University of California retreats from tuition increase plan — at least for now

UC leaders said it would be unseemly to vote on tuition hike during the health emergency.

UCLA and the eight other UC undergraduate campuses are moving classes to remote settings because of the coronavirus threat.
Photo by Louis Freedberg

Declaring that it would be unseemly to raise tuition during the current national health emergency, leaders of the ten-campus University of California system on Wednesday withdrew their proposal to increase costs for the next five incoming freshmen classes.

However, the tuition plan — which originally was scheduled for a vote Thursday — may be revived at a later date, they said. The regents’ next meeting is expected to be in May.

John A. Pérez, chairman of the UC regents board, that the university needs the extra tuition revenue but that UC leaders have decided it “is not appropriate to move forward with this item given all the challenges” the coronavirus poses to students, faculty and staff and their families. The decision was reached after consultation with Gov. Gavin Newsom, UC president Janet Napolitano and campus chancellors, he said.

The proposal, called cohort tuition, would have exempted current UC students from future tuition increases but would have raised costs for California residents in the incoming freshman class of fall 2020 by $606, or 4.8 percent. That group’s tuition would then be frozen for six years. The next four entering classes would have seen additional hikes and similar freezes.

Officials say that more than half of UC’s undergraduates would have been shielded from the extra costs because of automatic raises in state financial aid and that some students would receive so much additional aid that they could use it for housing, food and books expenses. In most cases, only students from families with incomes of about $120,000 a year would have felt the full pinch of higher tuition, officials said.

“The idea was to provide predictability not only to the university but for our students and their families,” Pérez, former state Assembly Speaker, said during a video meeting. Adding change now “is not the right course of action,” he said.

The proposal faced strong opposition from Newsom and from student organizations. It would have increased tuition and mandatory systemwide fees for California undergraduates starting in fall 2020 to $13,176, not including room, board and campus fees that can total at least an additional $20,000 a year. Each subsequent entering class would see further increases of between 3.3 percent and 4.7 percent, depending on a formula partly based on inflation. Estimated basic tuition bills would have gone up to $15,414 for freshmen starting in 2024.

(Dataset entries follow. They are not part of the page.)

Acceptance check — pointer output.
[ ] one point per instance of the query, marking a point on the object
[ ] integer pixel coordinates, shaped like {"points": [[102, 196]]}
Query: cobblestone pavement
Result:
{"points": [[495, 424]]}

John A. Pérez, chair of UC Regents

Students from other states and countries — who comprise nearly a fifth of UC’s 226,000 undergraduates — would have seen much higher costs than California residents under the proposal. For them, both the basic UC tuition and the supplemental charges for out-of-staters would have gone up. For those students, tuition and basic fees would have been $44,370 in the fall and climbed to $51,936 in 2024, with housing costs extra. Those non-Californians are not eligible for Cal Grants, although they can receive some UC and federal grants.

The cohort plan would have been a major break with tradition. Past UC tuition increases affected all undergraduates at the same time regardless of when they started at UC. Supporters said the proposed change would give families predictability during a student’s time at UC.

The increase would have been the first UC tuition rise since 2017 and only the second in eight years.